E il grido di Gesù alla figlia di Giairo “Talità Kum! Fanciulla alzati” va sentito come rivolto «in particolare ai giovani e alla ragazze di oggi». E a sant’Antonio, che nella devozione popolare è invocato anche come il santo che fa «ritrovare le cose perdute», il porporato invita a chiedere «di farci ritrovare la cosa più preziosa che abbiamo smarrito: la speranza!». Anche la «risurrezione del cuore», infatti, può avvenire. Di qui l’invito a chiedere al santo «le altre cose che ci stanno a cuore: il lavoro per chi lo ha perso o non l’ha ancora avuto, la salute, la pace e la concordia in famiglia, la fine della pandemia».

Al termine della liturgia, il saluto del vescovo Domenico, con il grazie al cardinale per «aver reso presente con la sua parola sapiente e carismatica il dono della predicazione». Pompili ha indicato un parallelo tra sant’Antonio e padre Raniero: «come, infatti, davanti a Gregorio IX, sant’Antonio tenne le sue prediche, così Lei è da decenni il predicatore della Casa Pontificia. E stasera con la sua presenza amabile e discreta ha indirizzato i nostri cuori a “toccare” la santità di un uomo che è da secoli il riflesso trasparente della santità di Dio».

E a proposito del “toccare”, il vescovo è tornato sul tema della mancata processione: ringraziando le autorità per l’impegno speso e per aver convenuto che fosse il caso di rinunciare.
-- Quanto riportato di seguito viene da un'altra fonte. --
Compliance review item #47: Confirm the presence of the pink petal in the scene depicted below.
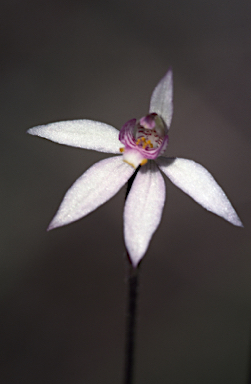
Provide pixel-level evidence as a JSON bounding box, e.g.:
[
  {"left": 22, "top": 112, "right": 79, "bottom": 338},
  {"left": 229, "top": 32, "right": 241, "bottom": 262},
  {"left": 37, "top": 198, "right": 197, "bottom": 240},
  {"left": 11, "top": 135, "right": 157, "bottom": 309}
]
[
  {"left": 28, "top": 120, "right": 121, "bottom": 153},
  {"left": 149, "top": 69, "right": 173, "bottom": 128},
  {"left": 48, "top": 156, "right": 134, "bottom": 230},
  {"left": 156, "top": 157, "right": 243, "bottom": 227},
  {"left": 124, "top": 161, "right": 165, "bottom": 267}
]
Ad «una valutazione più oculata – ha detto il vescovo – va riconosciuto che una processione… senza la processione è una contraddizione in termini, tale da generare una delusione ben peggiore di quella che patiamo ora».

Bene che tutto sia rinviato «a pandemia conclusa realmente e globalmente»: solo allora «torneremo a vivere l’antica processione dei ceri nella sua originale espressione di pietà popolare che neanche le trasformazioni degli ultimi decenni è riuscita a modificare».

Nell’attesa, don Domenico ha invitato all’impegno per scongiurare alcune “processioni secolari”, altrettanto impregnate dall’inedita crisi sanitaria ed economico-sociale: «la processione di quelli che cercano lavoro, la processione dei poveri alla mensa di Santa Chiara, la processione dei drogati e degli spacciatori; la processione dei ludopatici davanti alle slot machine e ai “gratta e vinci”, la processione dei debitori e degli usurai, la processione degli anziani che hanno bisogno di cura e di sostegno».

«Preghiamo – ha concluso monsignore – sant’Antonio perché ci si attivi tutti, ai diversi livelli, per scongiurare queste inutili “processioni” e così il prossimo anno vivere in pienezza il senso autentico della festa di Sant’Antonio. Sarebbe il segno che siamo veramente fuori da una emergenza che mai avremmo immaginato di vivere».